Factors That Drive the Swiss Franc
There are numerous factors that drive the exchange rate of the Swiss Franc, including the following:
- Economic data releases – These include GDP data, information about industrial production and retail sales, trade balances and inflation rates. Other important information deserving of attention includes employment figures, scheduled SNB meetings, and any daily news pertaining to natural disasters, political climate, or any new government policy. All of these factors affect the exchange rate of the Swiss Franc.
- Swiss banking services – One major factor contributing to the value of the Swiss Franc is the worldwide demand for Switzerland’s banking services as a secure and confidential place to hold offshore funds. The Swiss Franc is also a stable alternative to the United States Dollar or the Pound Sterling in times of uncertainty and turbulence. Whenever other economies show signs of deterioration, the Swiss Franc increases in popularity with speculators and traders.
The Swiss Franc and Carry Trading
Carry trading is a trading strategy that is popular with many investors. Although one of the most common currencies for this style of trading is the Japanese Yen, the Swiss Franc is also popular with carry traders thanks to its low rates, liquidity and stability. Usually, carry trades that involve the Swiss Franc pair it with the Pound Sterling or the Euro, so investors wishing to participate in Forex trading with this currency must pay close attention to interest rates in the Eurozone and in the UK to determine the demand for the Swiss Franc.

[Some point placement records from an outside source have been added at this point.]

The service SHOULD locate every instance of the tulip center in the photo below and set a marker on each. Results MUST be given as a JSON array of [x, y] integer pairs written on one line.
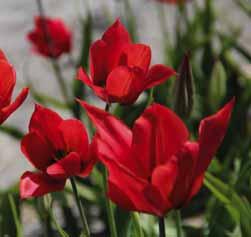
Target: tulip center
[[59, 154]]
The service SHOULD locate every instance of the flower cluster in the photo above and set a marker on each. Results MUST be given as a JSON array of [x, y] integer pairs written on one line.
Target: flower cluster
[[153, 167]]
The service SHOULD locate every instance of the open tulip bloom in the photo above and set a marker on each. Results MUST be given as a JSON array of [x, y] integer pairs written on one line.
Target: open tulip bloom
[[50, 37], [7, 84], [120, 70], [153, 167], [58, 148]]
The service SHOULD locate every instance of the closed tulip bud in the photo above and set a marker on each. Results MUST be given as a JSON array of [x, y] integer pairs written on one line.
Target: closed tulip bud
[[183, 91]]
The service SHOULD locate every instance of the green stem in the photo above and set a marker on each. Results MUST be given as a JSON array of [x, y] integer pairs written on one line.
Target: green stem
[[150, 98], [177, 217], [109, 208], [136, 221], [108, 203], [60, 80], [80, 208], [15, 216], [162, 231]]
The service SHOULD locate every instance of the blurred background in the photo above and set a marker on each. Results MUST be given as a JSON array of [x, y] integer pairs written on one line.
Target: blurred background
[[16, 19]]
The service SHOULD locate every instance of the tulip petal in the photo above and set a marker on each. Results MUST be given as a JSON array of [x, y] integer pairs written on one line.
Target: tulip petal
[[158, 74], [8, 110], [187, 159], [2, 56], [164, 178], [105, 53], [37, 151], [133, 187], [91, 160], [45, 122], [110, 129], [211, 133], [195, 187], [75, 137], [157, 135], [99, 91], [136, 55], [124, 84], [38, 184], [68, 166], [98, 62], [116, 34]]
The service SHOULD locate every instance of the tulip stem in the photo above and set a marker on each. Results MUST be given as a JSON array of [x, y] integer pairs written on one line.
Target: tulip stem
[[108, 203], [80, 208], [136, 221], [109, 208], [60, 80], [177, 217], [162, 231]]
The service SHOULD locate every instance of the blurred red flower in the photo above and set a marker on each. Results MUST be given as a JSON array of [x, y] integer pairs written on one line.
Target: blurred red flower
[[154, 167], [120, 69], [173, 1], [7, 84], [50, 37], [58, 148]]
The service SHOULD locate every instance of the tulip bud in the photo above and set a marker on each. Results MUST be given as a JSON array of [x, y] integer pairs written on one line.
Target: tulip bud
[[217, 86], [183, 89]]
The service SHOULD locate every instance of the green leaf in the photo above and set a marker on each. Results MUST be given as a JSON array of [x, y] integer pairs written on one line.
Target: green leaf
[[217, 86], [237, 207]]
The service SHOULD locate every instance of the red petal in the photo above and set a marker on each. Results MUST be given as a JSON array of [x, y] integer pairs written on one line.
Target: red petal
[[98, 62], [99, 91], [92, 159], [75, 137], [7, 82], [211, 133], [110, 129], [158, 74], [105, 53], [124, 85], [195, 187], [164, 178], [38, 184], [37, 151], [157, 135], [122, 199], [136, 55], [116, 33], [131, 185], [8, 110], [153, 195], [187, 159], [68, 166], [2, 56], [46, 122]]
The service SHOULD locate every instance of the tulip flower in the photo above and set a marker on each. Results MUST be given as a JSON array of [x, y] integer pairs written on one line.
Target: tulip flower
[[120, 69], [50, 37], [58, 149], [173, 1], [7, 84], [153, 167]]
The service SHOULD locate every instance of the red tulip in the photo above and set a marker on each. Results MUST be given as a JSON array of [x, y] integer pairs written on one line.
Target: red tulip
[[51, 37], [58, 149], [120, 69], [153, 167], [7, 84]]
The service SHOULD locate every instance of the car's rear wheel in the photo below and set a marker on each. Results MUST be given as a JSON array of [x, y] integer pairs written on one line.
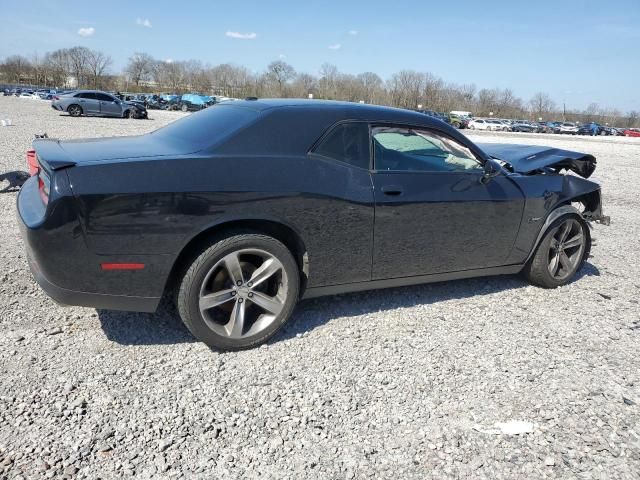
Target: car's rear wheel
[[561, 253], [74, 110], [237, 293]]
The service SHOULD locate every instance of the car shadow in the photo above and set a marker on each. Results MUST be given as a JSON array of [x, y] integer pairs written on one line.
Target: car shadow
[[164, 327]]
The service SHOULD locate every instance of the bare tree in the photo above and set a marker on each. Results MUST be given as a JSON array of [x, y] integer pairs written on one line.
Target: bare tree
[[140, 67], [304, 84], [541, 105], [15, 68], [281, 72], [327, 82], [372, 86], [78, 64], [406, 88], [97, 64]]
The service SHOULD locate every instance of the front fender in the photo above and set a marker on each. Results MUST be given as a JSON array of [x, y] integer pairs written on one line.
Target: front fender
[[545, 195]]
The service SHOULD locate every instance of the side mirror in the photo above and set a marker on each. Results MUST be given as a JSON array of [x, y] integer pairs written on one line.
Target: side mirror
[[491, 170]]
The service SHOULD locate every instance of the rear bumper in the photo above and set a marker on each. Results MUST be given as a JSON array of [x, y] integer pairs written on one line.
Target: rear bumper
[[65, 296], [61, 263]]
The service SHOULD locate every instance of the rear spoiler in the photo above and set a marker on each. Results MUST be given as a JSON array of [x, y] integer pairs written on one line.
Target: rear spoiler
[[51, 155]]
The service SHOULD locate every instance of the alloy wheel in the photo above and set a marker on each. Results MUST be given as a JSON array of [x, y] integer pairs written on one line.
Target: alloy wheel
[[243, 293], [566, 249]]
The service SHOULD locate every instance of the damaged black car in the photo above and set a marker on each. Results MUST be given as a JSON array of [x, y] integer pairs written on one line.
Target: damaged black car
[[244, 208]]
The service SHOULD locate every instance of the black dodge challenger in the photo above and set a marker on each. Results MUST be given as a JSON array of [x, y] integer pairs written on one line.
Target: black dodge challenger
[[243, 208]]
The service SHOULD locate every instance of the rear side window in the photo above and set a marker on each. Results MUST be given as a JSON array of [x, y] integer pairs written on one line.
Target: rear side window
[[347, 142], [103, 97]]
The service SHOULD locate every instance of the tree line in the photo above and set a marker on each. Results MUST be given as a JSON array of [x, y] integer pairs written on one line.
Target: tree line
[[82, 67]]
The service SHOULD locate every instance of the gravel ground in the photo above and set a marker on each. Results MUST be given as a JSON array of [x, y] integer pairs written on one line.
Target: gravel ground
[[484, 378]]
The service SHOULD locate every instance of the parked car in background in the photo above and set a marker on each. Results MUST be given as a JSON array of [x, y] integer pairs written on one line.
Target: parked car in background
[[496, 125], [592, 129], [523, 126], [459, 121], [95, 102], [193, 102], [507, 124], [479, 124], [373, 197], [567, 128]]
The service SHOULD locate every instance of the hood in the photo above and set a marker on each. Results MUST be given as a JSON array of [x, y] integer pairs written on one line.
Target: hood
[[63, 153], [531, 158]]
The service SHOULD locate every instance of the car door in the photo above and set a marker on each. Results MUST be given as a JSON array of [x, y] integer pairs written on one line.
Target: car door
[[109, 106], [89, 103], [432, 212]]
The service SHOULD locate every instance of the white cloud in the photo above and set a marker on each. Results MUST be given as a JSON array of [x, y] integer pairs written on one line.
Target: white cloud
[[86, 31], [144, 22], [242, 36]]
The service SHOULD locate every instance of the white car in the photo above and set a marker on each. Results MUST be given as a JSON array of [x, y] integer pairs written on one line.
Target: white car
[[568, 128], [490, 124]]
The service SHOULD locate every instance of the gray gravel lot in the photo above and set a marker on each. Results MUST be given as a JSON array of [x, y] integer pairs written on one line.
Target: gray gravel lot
[[417, 382]]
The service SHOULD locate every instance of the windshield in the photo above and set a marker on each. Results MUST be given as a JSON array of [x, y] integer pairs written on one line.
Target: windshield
[[209, 126]]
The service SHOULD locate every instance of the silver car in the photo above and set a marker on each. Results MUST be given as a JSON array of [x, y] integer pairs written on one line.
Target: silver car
[[95, 102]]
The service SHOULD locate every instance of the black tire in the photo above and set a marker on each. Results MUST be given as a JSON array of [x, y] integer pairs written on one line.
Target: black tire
[[195, 277], [537, 269], [74, 110]]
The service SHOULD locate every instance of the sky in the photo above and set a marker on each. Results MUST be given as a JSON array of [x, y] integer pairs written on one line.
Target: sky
[[577, 51]]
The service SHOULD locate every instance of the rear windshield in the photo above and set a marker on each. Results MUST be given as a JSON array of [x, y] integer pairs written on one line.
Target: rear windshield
[[209, 126]]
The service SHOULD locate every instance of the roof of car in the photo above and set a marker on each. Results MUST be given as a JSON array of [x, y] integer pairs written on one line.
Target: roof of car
[[347, 109]]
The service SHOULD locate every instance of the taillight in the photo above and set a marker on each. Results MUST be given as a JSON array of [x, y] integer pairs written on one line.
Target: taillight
[[43, 189], [32, 162]]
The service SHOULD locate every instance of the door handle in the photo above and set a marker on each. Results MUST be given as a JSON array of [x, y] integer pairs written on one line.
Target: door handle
[[392, 190]]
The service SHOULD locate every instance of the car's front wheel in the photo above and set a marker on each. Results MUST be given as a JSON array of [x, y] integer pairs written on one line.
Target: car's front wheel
[[561, 253], [238, 292], [74, 110]]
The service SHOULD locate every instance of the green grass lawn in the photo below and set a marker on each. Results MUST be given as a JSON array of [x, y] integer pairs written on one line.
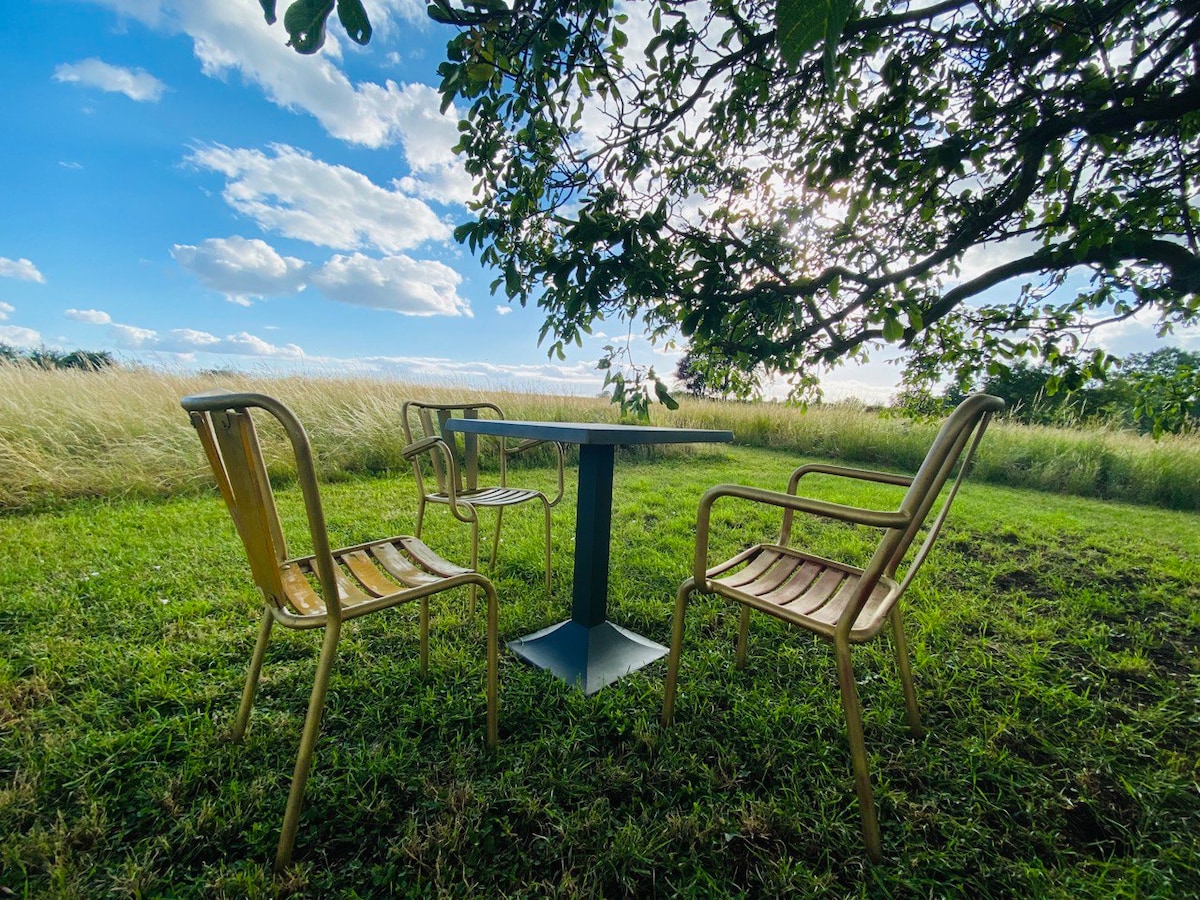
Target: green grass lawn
[[1056, 658]]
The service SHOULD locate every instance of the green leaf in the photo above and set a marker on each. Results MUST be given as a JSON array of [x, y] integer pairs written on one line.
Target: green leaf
[[664, 395], [305, 23], [354, 19], [892, 329], [802, 24]]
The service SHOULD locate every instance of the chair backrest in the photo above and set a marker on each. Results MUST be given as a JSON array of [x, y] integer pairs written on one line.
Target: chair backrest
[[431, 419], [226, 429], [955, 444]]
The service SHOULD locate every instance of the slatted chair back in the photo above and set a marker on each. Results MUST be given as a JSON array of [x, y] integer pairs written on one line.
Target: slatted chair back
[[235, 455], [231, 444], [954, 445], [431, 419]]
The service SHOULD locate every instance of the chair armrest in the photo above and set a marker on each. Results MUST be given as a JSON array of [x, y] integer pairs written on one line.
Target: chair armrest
[[820, 468], [429, 445], [529, 445], [419, 447], [526, 445], [791, 503]]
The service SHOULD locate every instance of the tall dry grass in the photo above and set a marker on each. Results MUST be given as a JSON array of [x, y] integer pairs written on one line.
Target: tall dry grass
[[66, 433]]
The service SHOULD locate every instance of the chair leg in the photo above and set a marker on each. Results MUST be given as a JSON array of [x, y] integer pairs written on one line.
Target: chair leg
[[420, 515], [676, 651], [474, 561], [256, 670], [858, 753], [307, 743], [493, 678], [425, 636], [739, 658], [903, 664], [545, 504], [496, 537]]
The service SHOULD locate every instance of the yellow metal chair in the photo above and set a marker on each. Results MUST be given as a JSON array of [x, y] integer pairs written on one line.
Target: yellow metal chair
[[454, 460], [843, 604], [322, 591]]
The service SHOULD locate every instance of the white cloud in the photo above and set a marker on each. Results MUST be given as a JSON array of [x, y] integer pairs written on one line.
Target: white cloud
[[133, 83], [329, 205], [233, 37], [241, 268], [399, 283], [186, 340], [183, 341], [93, 317], [21, 269], [133, 336], [191, 337], [18, 336]]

Factors That are Unique to the Swiss Franc
Switzerland is famous for its neutrality as a nation, and this factor is exceptionally important in terms of the Swiss Franc currency and the country’s economy as a whole. Switzerland is independent from the Eurozone countries, although it does harmonise several of its policies with EU countries. Switzerland has less sensitivity to its neighbours’ economic performance due to its being a destination country of choice for the storage of offshore funds. Switzerland’s reliance on its financial sector does pose some risks, as some of the laws around the country’s banking secrecy have now been relaxed under pressure from other countries, including Germany and the USA. This may deter some people who would prefer to keep their money secret and safe from utilising these services, especially as some other nations such as Singapore have responded to this by tightening up their banking rules in order to promote themselves as a viable alternative for the holding of offshore accounts.
The Swiss Franc is also only controlled by decisions over interest rates made by the SNB rather than by economic conditions within the country. This is primarily because the Swiss Franc is more dependent on its utility as a stable, reliable and liquid alternative currency to other major currencies such as the US Dollar.